Herr Kardinal, wie sehen Sie die gegenwärtige Lage der katholischen Kirche in Tschechien?

Dominik Kardinal Duka OP (Foto: Renovabis-Archiv)

Momentan ist die Kirche in Tschechien in einer Situation des Kampfes. Es ist kein Kulturkampf. Aber in Tschechien sind die Fragen des Geldes und des Eigentums immer das Hauptproblem. In dieser Hinsicht gibt es Spannungen im Parlament oder auf anderen politischen Ebenen. Aber ich bin fest davon überzeugt, dass dies nicht das Hauptthema im Blick auf die Kirche ist.

Die Probleme der römisch-katholischen Kirche in Tschechien sind komplex. Sie haben im 20. Jahrhundert eine wechselvolle Geschichte. Nach dem Ersten Weltkrieg sind in Böhmen 25, in Mähren 15 Prozent der Bevölkerung in die tschechoslowakische Kirche eingetreten. Im Zweiten Weltkrieg haben wir nach der Vertreibung der Sudetendeutschen wieder ein Viertel verloren.
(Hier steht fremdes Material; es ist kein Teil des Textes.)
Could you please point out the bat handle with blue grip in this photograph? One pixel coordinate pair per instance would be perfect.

Also: Schon vor dem kommunistischen Putsch hatte die Kirche im Laufe des 20. Jahrhunderts im Rahmen der tschechischen Nation etwa 40 Prozent ihrer Mitglieder verloren. Dann kamen die Verfolgung der Kirche und die Einführung des Atheismus in den Schulen hinzu. Nach der Wende im November 1989 mussten wir wieder bei Null beginnen. Es war eine große und schwere Aufgabe, die Strukturen der Kirche wieder neu aufzubauen: das Ordensleben, das Leben in den Diözesen und Pfarrgemeinden. Und das nun in einer Situation der Freiheit, ohne staatliche Kontrolle.
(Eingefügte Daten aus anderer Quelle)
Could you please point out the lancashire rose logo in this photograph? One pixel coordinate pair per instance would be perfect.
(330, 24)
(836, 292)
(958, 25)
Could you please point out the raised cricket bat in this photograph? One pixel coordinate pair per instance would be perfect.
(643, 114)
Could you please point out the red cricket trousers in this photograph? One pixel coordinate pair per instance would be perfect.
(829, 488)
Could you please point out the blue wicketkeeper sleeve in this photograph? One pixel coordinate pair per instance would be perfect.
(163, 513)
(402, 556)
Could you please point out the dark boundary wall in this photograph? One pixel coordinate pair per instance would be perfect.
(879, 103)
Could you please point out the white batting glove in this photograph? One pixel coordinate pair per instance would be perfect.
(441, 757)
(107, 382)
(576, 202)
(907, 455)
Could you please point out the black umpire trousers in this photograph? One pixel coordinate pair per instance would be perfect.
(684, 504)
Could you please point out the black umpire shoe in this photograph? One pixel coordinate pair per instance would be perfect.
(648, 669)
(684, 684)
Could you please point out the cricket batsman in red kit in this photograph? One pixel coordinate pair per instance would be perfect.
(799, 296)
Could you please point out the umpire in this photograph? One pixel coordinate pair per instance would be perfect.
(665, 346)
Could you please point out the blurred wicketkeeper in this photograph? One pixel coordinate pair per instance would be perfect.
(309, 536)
Hinzu kam in den letzten 20 Jahren die demographische Entwicklung, die massive Überalterung, der einschneidende Rückgang der Geburten. Ich sage ganz offen: Die tschechische Nation stirbt aus. Das hat auch Folgen für die Kirche ...

... Das ist auch ein Problem für die Länder im Westen Europas ...
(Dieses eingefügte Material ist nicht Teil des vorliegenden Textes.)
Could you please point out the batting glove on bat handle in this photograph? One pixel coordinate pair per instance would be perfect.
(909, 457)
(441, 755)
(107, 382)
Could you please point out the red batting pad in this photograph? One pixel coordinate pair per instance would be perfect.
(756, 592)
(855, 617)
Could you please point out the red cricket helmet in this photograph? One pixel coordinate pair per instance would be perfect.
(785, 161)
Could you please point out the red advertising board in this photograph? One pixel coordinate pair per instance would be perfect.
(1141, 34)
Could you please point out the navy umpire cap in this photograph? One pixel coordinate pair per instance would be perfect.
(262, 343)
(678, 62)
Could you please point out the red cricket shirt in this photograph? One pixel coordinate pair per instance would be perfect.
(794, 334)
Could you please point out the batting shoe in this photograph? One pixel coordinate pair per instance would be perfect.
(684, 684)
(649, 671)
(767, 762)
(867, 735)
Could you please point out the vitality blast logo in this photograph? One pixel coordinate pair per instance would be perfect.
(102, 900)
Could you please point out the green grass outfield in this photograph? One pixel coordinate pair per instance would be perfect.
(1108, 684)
... Ja, aber das Problem bei uns ist auch, dass im Laufe der letzten 20 Jahre, das muss man offen sagen, der Staat und die staatlichen Institutionen ihre Autorität verloren haben.

Bei der Bevölkerungszählung hat die Hälfte der Bevölkerung keine Antwort auf die Frage der Mitgliedschaft in der Kirche gegeben. Aber nach der Zahl der Taufen können wir sagen, dass 40 Prozent der Einwohner der Tschechischen Republik Christen sind. Etwa 90 Prozent davon sind römisch-katholisch. Das sind ungefähr 3,7 Millionen Menschen. Die anderen kommen aus anderen Kirchen. Es gibt die lange kulturelle Tradition der evangelischen Kirche, vor allem der Böhmischen Brüder. Hinzu kommen momentan die vielen Immigranten aus dem Gebiet der ehemaligen Sowjetunion, aus der Ukraine und Weißrussland. Auf diese Weise ist die orthodoxe Kirche eine starke Kirche, auch mit politischem Einfluss, geworden.

Wir leben in einer Situation der Freiheit. Wir haben gegenwärtig etwa 100 katholische Schulen. Das sind mehr als vor der kommunistischen Diktatur. Diese Schulen sind Eliteschulen, das ist wirklich ein großer Erfolg. Wichtig ist auch die Einrichtung einer funktionierenden Caritas. Unsere Caritas ist eine Pilot-Organisation, etwa mit ihren Hospizen und den Einrichtungen für alte und kranke Leute. In diesen Bereichen wird die Kirche von allen politischen Parteien und Kräften hoch geschätzt. Da haben wir kein Problem.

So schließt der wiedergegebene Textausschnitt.